WASHINGTON — Regulators are poised to release data this week pointing to a record number of syndicated loans experiencing a decline in credit quality.
The proportion of classified loans — those that regulators deem substandard, doubtful or a loss — nearly tripled over the past year to 15.5% of the industry's total syndicated loan portfolio, according to Kathy Murphy, the chief accountant at the Office of the Comptroller of the Currency.
Add in a fourth category of shaky loans and 22.3% of the industry's syndicated business worth roughly $600 billion is termed criticized, up from 13.4% a year earlier.
During the height of the savings and loan crisis in 1991, the proportion of criticized loans topped out at 16%. "Unfortunately I don't have the best information to relay," Murphy said in a presentation Tuesday to the American Institute of Certified Public Accountants. "The results were that the criticized and classified loans are at a record level. This is partly driven by the economy and is partly driven by the underwriting that occurred prior to 2008."
That picture is not expected to brighten soon, Murphy said, because banks are still working through a number of loans that were originated before the financial crisis.
"There are still some problems to work through," she said. "There are still some credits prior to 2008 or mid-2007 that will still need to be worked through, so we do see more problems to come."
Along with the OCC, the Federal Reserve Board and the Federal Deposit Insurance Corp. have conducted a study of shared national credits since 1977. The Office of Thrift Supervision joined the process in 2001.
Under the program, examiners review loans and commitments of $20 million or more that are held by three or more financial institutions. The full report is expected to be released by regulators Friday and will give a better sense of how big loans to manufacturers, financial firms, real estate and service companies fared during the downturn. But given the higher levels of troubled loans, some observers said regulators will use the opportunity to push for more consistency in the syndicated market.

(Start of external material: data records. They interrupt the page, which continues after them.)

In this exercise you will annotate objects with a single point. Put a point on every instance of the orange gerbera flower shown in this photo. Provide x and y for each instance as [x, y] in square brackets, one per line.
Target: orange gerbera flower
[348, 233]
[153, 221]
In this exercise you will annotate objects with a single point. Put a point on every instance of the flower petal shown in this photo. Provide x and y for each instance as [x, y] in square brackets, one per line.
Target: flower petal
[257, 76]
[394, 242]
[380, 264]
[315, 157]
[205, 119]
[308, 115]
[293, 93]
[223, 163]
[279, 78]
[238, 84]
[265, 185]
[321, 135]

"It will reinvigorate the regulatory effort to improve coordination and governance of the syndicated loan market," said Karen Shaw Petrou, the managing director of Federal Financial Analytics Inc. "The regulators tried a significant initiative years back to ensure consistent policy among the agencies and they got beaten back. But I think you'll see that become another piece of rewriting the credit risk rules that's going to come back onto the agenda."

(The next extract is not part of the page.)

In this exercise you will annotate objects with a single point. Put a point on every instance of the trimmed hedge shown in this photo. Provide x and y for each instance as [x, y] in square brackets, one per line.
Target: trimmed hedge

There was one bright spot in the information that was released Tuesday: 19% of reviewed loans were judged "weak" by the regulators, down from 34% a year earlier.
Meanwhile, a Fed official followed up on remarks made Monday by Fed Gov. Elizabeth Duke, who criticized a proposal being considered by the Financial Accounting Standards Board that would subject all of a bank's assets and liabilities — including deposits and assets held to maturity — to fair-value accounting.
"We actually support the independent standards-setting processes of the FASB," Arthur Lindo, the Fed's chief accountant said at the same conference. "There are times when we have differences of opinion. One of them is the speed with which they make changes."
Under pressure from the International Accounting Standards Board, the FASB could make its proposal by yearend, a time line that frightens some bank regulators. But FASB Chairman Robert Herz said last month that any proposal would not be implemented before 2011.